All antidepressants may occasionally cause mania or hypomania, particularly in patients with bipolar disorder. Therapy with antidepressants should be administered cautiously in patients with a history of mania/hypomania.

Treatment with mirtazapine can cause hyponatremia. Caution should be used when treating patients with hyponatremia or at greater risk of hyponatremia such as the elderly, patients taking diuretics or who are volume depleted.

Tetracyclic antidepressants as other type of antidepressants have an effect on pupil size causing dilation. This effect can potentially narrow the eye angle resulting in increased intraocular pressure and angle closure glaucoma, especially in predisposed patients. These drugs should be used with caution in patients with anatomically narrow angle or history of glaucoma.

Mirtazapine may significantly elevate serum triglyceride and total cholesterol levels. Patients with preexisting hyperlipidemia may require closer monitoring during mirtazapine therapy, and adjustments made accordingly in their lipid-lowering regimen.

Treatment with mirtazapine can cause hyponatremia. Caution should be used when treating patients with hyponatremia or at greater risk of hyponatremia such as the elderly, patients taking diuretics or who are volume depleted.

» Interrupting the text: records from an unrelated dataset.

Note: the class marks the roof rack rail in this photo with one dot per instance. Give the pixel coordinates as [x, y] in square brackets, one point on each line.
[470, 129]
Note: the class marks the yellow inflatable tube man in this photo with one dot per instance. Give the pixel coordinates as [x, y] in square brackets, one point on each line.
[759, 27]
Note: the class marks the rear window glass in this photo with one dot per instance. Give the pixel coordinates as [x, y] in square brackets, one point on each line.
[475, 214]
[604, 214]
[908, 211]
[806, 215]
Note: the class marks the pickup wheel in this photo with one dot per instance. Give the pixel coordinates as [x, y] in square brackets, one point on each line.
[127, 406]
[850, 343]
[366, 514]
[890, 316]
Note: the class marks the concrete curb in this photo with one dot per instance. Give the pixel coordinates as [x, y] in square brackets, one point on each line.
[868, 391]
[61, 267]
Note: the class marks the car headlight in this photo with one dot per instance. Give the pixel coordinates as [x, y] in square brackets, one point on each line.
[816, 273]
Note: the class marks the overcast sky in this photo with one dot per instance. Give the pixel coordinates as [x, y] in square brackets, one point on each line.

The use of mirtazapine has occasionally been associated with ALT (SGPT) elevations greater than three times the upper limit of normal. Although the majority of cases were reversible (some despite continued treatment) and not associated with other signs or symptoms suggestive of hepatic injury, therapy with mirtazapine should be administered cautiously in patients with preexisting liver disease. Periodic monitoring of liver enzyme levels is recommended.

Activation of mania/hypomania has been reported during treatment with mirtazapine. Although the incidence has been low (0.2%), mirtazapine should be used carefully in patients with history of mania/hypomania.

All antidepressants may occasionally cause mania or hypomania, particularly in patients with bipolar disorder. Therapy with antidepressants should be administered cautiously in patients with a history of mania/hypomania.

The use of tricyclic and tetracyclic antidepressants is associated with a risk of seizures. Only one case of seizure was reported with mirtazapine, a newer tetracyclic antidepressant, during premarketing trials involving nearly 2800 patients. However, the drug has not been evaluated in controlled studies of patients with a history of seizures. Therapy with mirtazapine should be administered cautiously in such patients.